Trains the model for a fixed number of epochs (iterations on a dataset).

PYTHON

history = model.fit(X_train, y_train, epochs=epochs, validation_data=(X_test, y_test), verbose=1)

OUTPUT

...
Epoch 46/50
15/15 [==============================] - 0s 6ms/step - loss: 0.1054 - accuracy: 0.9560 - val_loss: 0.1064 - val_accuracy: 0.9649
Epoch 47/50
15/15 [==============================] - 0s 6ms/step - loss: 0.1373 - accuracy: 0.9473 - val_loss: 0.1074 - val_accuracy: 0.9649
Epoch 48/50
15/15 [==============================] - 0s 7ms/step - loss: 0.1078 - accuracy: 0.9538 - val_loss: 0.1068 - val_accuracy: 0.9649
Epoch 49/50
15/15 [==============================] - 0s 6ms/step - loss: 0.0896 - accuracy: 0.9648 - val_loss: 0.1060 - val_accuracy: 0.9649
Epoch 50/50
15/15 [==============================] - 0s 6ms/step - loss: 0.0927 - accuracy: 0.9648 - val_loss: 0.1047 - val_accuracy: 0.9649

PYTHON

def plot_learningCurve(history, epoch):
  # Plot training & validation accuracy values
  epoch_range = range(1, epoch+1)
  plt.plot(epoch_range, history.history['accuracy'])
  plt.plot(epoch_range, history.history['val_accuracy'])
  plt.title('Model accuracy')
  plt.ylabel('Accuracy')
  plt.xlabel('Epoch')
  plt.legend(['Train', 'Val'], loc='upper left')
  plt.show()

  # Plot training & validation loss values
  plt.plot(epoch_range, history.history['loss'])
  plt.plot(epoch_range, history.history['val_loss'])
  plt.title('Model loss')
  plt.ylabel('Loss')
  plt.xlabel('Epoch')
  plt.legend(['Train', 'Val'], loc='upper left')
  plt.show()

A history object that contains all information collected during training.

PYTHON

history.history

OUTPUT

{'accuracy': [0.6197802424430847, 0.7494505643844604, 0.795604407787323, 0.8461538553237915, 0.8395604491233826, 0.8593406677246094, 0.8901098966598511, 0.8791208863258362, 0.8813186883926392, 0.9098901152610779, 0.903296709060669, 0.9230769276618958, ...]}

PYTHON

plot_learningCurve(history, epochs)

In the Model accuracy graph, validation accuracy is always greater than train accuracy, which means the model is not overfitting.

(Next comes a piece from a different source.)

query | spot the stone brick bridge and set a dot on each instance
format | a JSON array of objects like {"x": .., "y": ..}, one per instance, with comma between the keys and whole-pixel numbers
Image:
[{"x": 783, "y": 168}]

In the Model accuracy graph, validation loss is also lower than training loss. The model can keep training until validation loss rises above training loss.

The 1D CNN successfully classifies breast cancer with good generalization on the Wisconsin diagnostic dataset.

Conclusion

In this blog, we built a 1D CNN to detect breast cancer using the Wisconsin diagnostic dataset. We split 569 samples into train and test sets and applied StandardScaler normalization. The two-block convolutional model trained with Adam reached about 96.5% test accuracy in 50 epochs.

Key takeaways:

A lightweight 1D CNN with Conv1D, BatchNormalization, and Dropout can achieve strong accuracy on small medical datasets without overfitting.
BatchNormalization stabilizes training by keeping layer activations near zero mean and unit variance, which lets us use a lower learning rate safely.
Validation accuracy consistently higher than training accuracy is a healthy sign: Dropout is working as intended, and the model generalizes well to unseen samples.

Next steps:

Compare 1D CNN performance against a fully connected ANN on the same dataset in Building Your First ANN with TensorFlow 2.0.
Apply the same Conv1D approach to time-series data in Human Activity Recognition with Accelerometer Data.
Experiment with increasing epochs to 100 or adding a third convolutional block to push test accuracy closer to 98%.